A limitation of the current study was that two context images were presented during retrieval in both match, color only match, scene only match, and neither match configurations. Thus, we were unable to look at stimulus specific reactivation due to the mixture of stimulus processing and retrieval, the attempted retrieval of both context details, and the combined inhibition and reactivation of context cues across the retrieval configurations.
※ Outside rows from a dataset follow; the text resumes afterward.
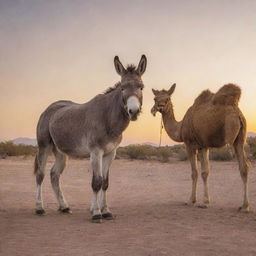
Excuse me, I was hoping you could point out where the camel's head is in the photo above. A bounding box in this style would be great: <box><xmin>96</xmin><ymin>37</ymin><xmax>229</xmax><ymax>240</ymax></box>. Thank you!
<box><xmin>151</xmin><ymin>84</ymin><xmax>176</xmax><ymax>116</ymax></box>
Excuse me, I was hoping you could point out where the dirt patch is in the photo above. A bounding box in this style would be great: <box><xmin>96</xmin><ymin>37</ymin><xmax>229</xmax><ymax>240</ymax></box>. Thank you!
<box><xmin>0</xmin><ymin>158</ymin><xmax>256</xmax><ymax>256</ymax></box>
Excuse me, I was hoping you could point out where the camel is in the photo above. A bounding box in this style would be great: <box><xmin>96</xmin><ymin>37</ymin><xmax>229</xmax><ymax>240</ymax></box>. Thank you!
<box><xmin>151</xmin><ymin>84</ymin><xmax>250</xmax><ymax>212</ymax></box>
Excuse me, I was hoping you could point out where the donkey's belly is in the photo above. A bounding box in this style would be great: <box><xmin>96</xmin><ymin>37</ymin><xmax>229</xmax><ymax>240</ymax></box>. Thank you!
<box><xmin>103</xmin><ymin>138</ymin><xmax>122</xmax><ymax>155</ymax></box>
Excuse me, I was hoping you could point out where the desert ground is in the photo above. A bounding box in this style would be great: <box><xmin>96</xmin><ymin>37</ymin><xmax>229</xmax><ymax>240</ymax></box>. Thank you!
<box><xmin>0</xmin><ymin>157</ymin><xmax>256</xmax><ymax>256</ymax></box>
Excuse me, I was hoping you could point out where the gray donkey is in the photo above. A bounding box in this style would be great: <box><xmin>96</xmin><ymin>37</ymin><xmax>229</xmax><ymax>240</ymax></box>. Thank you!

Future studies with explicit recall of context features would be beneficial in delineating stimulus specific retrieval effects.

5. Conclusion

This study provides the first evidence that age-related changes in oscillatory EEG signals during retrieval contribute to older adults’ contextual memory impairments. Using a selective encoding design, we show that young and older adults can selectively attend to and encode target contextual features. Consistent with the inhibition deficit hypothesis of aging, older adults are less able to suppress co-occurring distractor features, which in turn leads to less selective and less confident contextual memory performance. Oscillatory EEG signals suggest that older adults may recollect a similar or greater amount of information, compared to the young, but this information is more directly supportive of contextual memory performance for young adults. Suppression deficits in older adults may have led to less context-relevant recollection and a greater reliance on processes that act to reconstruct prior episodes in order to support context memory decisions. These results have implications for context memory abilities in real world situations in which older adults may be especially likely to experience difficulties.